Él era esa montaña, ese viento… su protección frente a ella, firme e indestructible.
Al no escuchar respuesta, Hou Nian le tocó el dedo meñique: “Hermano, ¿qué pasa?”
La nuez de Adán de Hou Yanchen se movió violentamente; miró su rostro cercano y la calma que intentaba mostrar en sus ojos, pero no dijo nada. Apretó su nuca con suavidad, con una fuerza casi devota.
Un segundo después, bajó la cabeza y la besó.
Fue un beso profundo y intenso, como si quisiera fusionar toda la ternura y la locura del mundo en ese beso.
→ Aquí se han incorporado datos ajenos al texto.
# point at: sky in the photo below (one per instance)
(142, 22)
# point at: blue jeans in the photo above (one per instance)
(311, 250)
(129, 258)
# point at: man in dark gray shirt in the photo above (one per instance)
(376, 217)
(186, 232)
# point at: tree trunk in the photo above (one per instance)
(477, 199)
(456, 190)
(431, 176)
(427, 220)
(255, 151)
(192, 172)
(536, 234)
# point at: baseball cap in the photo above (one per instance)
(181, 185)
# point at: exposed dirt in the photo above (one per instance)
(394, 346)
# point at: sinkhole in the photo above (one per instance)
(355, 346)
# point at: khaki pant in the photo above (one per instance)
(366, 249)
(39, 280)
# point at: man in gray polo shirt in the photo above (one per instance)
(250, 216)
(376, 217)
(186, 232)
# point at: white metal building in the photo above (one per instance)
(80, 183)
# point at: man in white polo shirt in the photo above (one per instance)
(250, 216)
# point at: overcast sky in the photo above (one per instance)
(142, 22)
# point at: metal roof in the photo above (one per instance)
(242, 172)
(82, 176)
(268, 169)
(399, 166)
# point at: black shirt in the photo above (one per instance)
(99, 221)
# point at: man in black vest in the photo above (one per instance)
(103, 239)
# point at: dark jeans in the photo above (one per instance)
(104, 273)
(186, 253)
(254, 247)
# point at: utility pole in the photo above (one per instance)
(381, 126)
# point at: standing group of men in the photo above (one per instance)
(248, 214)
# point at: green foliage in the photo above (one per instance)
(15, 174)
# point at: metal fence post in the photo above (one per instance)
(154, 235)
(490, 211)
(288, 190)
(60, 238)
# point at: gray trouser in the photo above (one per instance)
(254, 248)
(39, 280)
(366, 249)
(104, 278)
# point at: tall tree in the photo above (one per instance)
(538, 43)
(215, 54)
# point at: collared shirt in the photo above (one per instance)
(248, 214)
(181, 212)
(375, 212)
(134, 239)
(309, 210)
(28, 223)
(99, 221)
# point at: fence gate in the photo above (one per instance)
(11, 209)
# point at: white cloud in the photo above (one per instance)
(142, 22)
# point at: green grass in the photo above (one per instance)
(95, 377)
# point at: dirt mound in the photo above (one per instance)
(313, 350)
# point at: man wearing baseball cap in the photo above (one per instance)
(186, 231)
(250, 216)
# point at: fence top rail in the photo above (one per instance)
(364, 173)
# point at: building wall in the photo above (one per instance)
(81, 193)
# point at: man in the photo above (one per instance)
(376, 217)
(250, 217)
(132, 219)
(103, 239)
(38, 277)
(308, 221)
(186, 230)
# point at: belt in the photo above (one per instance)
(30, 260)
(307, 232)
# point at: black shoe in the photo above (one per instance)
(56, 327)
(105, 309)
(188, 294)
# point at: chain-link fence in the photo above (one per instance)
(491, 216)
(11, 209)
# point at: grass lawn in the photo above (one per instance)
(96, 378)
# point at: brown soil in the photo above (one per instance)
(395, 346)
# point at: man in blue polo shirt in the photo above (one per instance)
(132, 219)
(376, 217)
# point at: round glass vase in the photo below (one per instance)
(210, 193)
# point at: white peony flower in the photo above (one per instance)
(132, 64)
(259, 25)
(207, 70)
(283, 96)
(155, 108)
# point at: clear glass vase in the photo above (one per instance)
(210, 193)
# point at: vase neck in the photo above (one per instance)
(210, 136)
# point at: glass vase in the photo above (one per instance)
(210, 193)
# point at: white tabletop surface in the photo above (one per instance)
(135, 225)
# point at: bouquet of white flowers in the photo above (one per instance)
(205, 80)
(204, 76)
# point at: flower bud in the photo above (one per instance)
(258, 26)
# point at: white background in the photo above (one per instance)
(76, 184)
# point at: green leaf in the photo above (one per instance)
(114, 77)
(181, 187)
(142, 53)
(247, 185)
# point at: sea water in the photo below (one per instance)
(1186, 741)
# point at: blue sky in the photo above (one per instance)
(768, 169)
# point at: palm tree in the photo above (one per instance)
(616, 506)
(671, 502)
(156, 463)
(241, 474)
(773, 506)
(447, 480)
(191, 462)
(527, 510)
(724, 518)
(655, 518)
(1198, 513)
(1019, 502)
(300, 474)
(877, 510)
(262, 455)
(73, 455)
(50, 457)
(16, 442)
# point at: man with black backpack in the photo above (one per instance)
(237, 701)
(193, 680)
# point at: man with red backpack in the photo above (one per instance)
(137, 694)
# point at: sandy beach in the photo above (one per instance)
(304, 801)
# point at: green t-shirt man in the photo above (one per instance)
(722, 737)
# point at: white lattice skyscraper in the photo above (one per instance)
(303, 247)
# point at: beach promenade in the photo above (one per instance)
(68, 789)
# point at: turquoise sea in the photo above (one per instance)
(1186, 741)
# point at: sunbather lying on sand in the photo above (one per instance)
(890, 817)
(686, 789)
En el momento en que sus labios se tocaron, Hou Nian se quedó inmóvil, sus pestañas temblaban intensamente, pero no se apartó.
Sintió el ligero sabor a tabaco en sus labios… era su propio cigarrillo… y también notó el temblor de su mano.
Después de un rato, Hou Yanchen la soltó lentamente, se quitó su camisa y se la puso sobre ella. Con los dedos, acarició suavemente la esquina de sus labios y luego se puso su abrigo y salió sin mirar atrás.
Cuando la puerta se abrió, el viento frío llevó consigo olor a pólvora. Fue entonces cuando Hou Nian vio que había dos filas de hombres robustos esperando fuera; tan pronto como Hou Yanchen salió, las pistolas se dirigieron directamente hacia él.
Hou Nian casi grita al sentir un nudo en la garganta.
Pero Hou Yanchen hizo como si nada hubiera pasado; metió sus manos en los bolsillos de su pantalón y caminó con pasos firmes entre la multitud, su silueta era solitaria pero decidida.
Hasta que los pasos se alejaron, Hou Nian escuchó atentamente y no oyó ningún disparo; al ver que estaba a salvo, todas sus defensas cayeron… Enterró su rostro en sus rodillas y olió el aroma de su camisa, incapaz de contener su temblor.
Huang Xing vino a recoger a Hou Yanchen en coche. El señor permaneció en silencio hasta que el Bentley negro se alejó unos cuatro o cinco kilómetros; entonces habló finalmente, sin mostrar ninguna emoción: “Avise a todos… active el plan de emergencia más estricto… alerta máxima”.